Want to pass a Green New Deal to benefit the United States? One commentator suggests it must reckon with the legacy and persistence of sprawl:
The Green New Deal is ostensibly a jobs program, an environmental program, and a redistributive program. If it’s a jobs program, it must wrangle with spatial mismatch. If it’s an environmental program, it must tackle the fact that an all-electric fleet of cars is functionally, at this time, a pipe dream. And if it’s a redistributive program, it must grapple with how roads paved into suburban and exurban greenfield developments deepen, expand, and exacerbate segregation.
A Green New Deal must insist on a new, and better, land-use regime, countering decades of federal sprawl subsidy. The plan already recognizes the need to retrofit and upgrade buildings. Why not address their locations while we’re at it? Suggestions of specific policies that would enable a Green New Deal to address land use have already emerged: We could, simply, measure greenhouse gases from our transportation system or build more housing closer to jobs centers. Reallocating what we spend on building new roads to paying for public transit instead would go a long way toward limiting sprawl.
Where we live is no coincidence of preference. Federal policy has enforced inequities and disparities for both the environment and vulnerable people at a national scale. It’s never too late to address the most fundamental aspect of our carbon footprint: where we live. And building housing near jobs, transit, and other housing—rather than ultra-LEED-certified parking garages—is merely a political choice. No innovation required.
This makes sense: how much can the United States truly address environmental matters if it does not reckon for the actions of roughly the last century that encouraged decentralization?
Here is what I wonder: would it be harder to address sprawl or environmental issues? On one hand, climate change is contentious and partisan. On the other hand, going after sprawl would require taking on deeply ingrained American values. When Americans value single-family homes, driving, and all that the suburban life offers, shifting priorities and funds to denser housing, mass transit, and cities may prove difficult.
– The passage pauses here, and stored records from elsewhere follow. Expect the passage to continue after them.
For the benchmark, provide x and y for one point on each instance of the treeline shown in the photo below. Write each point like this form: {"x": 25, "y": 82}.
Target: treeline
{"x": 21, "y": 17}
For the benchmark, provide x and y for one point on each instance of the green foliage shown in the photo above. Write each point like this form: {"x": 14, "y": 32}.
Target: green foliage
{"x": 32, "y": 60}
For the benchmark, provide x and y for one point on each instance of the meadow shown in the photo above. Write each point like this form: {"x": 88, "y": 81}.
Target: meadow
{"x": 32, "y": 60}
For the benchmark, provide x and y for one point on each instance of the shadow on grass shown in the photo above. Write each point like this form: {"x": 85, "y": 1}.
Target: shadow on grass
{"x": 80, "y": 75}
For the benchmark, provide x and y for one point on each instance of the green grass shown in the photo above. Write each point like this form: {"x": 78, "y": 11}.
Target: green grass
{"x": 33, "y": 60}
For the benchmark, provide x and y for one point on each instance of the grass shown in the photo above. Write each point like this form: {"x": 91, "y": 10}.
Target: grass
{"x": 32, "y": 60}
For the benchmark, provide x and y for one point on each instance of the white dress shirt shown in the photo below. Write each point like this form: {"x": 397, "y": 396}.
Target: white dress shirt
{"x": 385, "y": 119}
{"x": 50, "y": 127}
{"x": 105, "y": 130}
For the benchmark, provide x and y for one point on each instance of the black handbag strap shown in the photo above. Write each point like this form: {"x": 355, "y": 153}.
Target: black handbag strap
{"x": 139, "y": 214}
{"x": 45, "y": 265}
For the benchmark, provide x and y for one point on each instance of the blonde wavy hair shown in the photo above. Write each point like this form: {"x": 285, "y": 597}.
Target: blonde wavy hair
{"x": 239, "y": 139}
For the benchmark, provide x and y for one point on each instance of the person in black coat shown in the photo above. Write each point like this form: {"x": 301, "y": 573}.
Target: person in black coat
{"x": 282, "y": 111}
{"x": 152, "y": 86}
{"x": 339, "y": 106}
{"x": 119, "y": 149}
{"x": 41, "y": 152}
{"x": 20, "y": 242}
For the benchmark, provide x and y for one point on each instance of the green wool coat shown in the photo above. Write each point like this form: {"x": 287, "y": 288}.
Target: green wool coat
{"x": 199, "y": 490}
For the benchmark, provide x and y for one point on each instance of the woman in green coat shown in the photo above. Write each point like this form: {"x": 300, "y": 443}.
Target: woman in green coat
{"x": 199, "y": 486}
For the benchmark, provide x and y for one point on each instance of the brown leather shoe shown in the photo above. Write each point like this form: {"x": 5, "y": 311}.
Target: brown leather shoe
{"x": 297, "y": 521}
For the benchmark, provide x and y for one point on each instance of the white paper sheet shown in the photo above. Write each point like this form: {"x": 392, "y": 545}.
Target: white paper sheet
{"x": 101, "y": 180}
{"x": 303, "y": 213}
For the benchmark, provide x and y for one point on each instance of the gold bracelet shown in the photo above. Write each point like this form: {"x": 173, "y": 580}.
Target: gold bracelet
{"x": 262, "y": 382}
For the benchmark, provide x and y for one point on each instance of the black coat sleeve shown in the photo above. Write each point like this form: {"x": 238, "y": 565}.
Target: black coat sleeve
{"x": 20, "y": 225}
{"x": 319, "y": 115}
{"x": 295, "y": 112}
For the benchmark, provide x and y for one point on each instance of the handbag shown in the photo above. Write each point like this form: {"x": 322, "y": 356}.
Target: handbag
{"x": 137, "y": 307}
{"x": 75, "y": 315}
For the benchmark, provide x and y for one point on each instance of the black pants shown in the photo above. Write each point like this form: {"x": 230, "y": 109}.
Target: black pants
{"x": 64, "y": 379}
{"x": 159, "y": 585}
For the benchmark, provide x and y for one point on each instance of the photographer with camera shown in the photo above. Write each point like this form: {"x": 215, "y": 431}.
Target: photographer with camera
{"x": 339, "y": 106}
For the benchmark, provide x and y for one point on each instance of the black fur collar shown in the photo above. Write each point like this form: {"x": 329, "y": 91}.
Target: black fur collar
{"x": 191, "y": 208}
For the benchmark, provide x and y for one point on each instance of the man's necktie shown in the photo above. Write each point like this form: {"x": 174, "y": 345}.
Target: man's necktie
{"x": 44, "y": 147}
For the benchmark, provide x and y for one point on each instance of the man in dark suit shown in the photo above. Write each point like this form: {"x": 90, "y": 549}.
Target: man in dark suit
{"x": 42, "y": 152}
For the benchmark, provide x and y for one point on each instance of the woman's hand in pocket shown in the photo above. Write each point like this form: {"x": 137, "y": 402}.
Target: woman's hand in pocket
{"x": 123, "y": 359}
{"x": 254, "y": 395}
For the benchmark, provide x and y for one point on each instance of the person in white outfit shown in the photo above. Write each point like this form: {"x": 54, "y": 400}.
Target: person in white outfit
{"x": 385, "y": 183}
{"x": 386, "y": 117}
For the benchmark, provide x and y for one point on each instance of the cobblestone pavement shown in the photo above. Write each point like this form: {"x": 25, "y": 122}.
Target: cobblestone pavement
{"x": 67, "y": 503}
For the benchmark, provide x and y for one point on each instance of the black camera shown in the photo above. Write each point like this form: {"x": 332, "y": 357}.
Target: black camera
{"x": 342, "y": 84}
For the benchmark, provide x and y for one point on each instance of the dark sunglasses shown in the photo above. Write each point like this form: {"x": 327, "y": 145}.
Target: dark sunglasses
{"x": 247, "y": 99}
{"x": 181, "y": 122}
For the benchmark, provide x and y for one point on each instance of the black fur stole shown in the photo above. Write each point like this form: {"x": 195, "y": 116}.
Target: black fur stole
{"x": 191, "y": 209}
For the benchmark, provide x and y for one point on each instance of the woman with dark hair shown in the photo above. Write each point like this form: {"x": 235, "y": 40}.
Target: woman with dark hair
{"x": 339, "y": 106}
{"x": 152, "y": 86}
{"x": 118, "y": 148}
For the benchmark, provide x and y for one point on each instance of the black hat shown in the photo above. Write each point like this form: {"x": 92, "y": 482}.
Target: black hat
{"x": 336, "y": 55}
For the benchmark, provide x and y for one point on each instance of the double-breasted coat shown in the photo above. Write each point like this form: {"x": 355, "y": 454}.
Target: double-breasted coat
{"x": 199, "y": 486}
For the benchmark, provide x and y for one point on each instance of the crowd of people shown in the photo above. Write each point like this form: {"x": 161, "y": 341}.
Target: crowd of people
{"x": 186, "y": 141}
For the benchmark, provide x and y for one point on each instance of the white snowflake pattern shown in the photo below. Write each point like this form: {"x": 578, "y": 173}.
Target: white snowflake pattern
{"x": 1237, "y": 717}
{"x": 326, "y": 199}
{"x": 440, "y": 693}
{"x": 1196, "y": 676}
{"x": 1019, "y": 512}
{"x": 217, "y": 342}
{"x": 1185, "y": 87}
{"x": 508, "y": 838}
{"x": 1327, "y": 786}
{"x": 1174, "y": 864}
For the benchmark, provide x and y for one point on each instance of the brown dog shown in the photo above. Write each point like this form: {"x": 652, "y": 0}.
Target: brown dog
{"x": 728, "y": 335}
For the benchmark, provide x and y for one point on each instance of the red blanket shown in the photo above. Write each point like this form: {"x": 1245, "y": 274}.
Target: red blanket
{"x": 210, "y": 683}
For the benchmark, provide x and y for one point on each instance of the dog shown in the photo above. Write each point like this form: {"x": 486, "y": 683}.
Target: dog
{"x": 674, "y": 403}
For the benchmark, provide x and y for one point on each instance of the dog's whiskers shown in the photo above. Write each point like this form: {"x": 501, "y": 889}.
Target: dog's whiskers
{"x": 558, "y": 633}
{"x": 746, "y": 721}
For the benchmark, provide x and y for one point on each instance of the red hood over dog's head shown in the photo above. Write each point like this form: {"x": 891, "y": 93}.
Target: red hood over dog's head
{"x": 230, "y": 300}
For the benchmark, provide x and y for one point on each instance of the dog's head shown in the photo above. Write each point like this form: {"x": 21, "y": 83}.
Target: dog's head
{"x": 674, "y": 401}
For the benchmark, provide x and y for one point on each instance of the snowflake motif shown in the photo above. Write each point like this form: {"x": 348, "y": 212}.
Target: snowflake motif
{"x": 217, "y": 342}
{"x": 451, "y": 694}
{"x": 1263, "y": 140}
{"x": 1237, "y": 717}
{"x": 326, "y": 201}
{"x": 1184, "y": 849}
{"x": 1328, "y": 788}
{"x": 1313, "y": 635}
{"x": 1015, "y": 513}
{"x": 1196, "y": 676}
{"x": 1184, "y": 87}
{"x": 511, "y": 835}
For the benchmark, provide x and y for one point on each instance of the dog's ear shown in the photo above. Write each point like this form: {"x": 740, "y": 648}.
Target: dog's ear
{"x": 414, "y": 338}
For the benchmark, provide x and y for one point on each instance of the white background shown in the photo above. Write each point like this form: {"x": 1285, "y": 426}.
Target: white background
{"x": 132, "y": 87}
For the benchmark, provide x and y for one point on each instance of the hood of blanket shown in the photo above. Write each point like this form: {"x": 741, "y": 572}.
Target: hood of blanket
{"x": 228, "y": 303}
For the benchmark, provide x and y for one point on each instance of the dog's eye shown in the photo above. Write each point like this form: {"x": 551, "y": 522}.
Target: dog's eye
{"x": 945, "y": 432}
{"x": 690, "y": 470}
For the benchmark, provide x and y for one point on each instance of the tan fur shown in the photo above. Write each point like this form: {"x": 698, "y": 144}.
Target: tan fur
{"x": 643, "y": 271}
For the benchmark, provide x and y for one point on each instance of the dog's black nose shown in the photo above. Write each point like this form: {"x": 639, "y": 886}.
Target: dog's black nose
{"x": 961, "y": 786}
The environmental movement in the United States has roots in suburbia. Rachel Carson was inspired by her suburban settings to write Silent Spring. But, truly reforming land use as opposed to making suburbs greener is a tall task. Of course, important decisions made today could address the issue of subsidized sprawl. American suburbs are neither natural or have to last forever. It would likely take decades to see the consequences on the ground.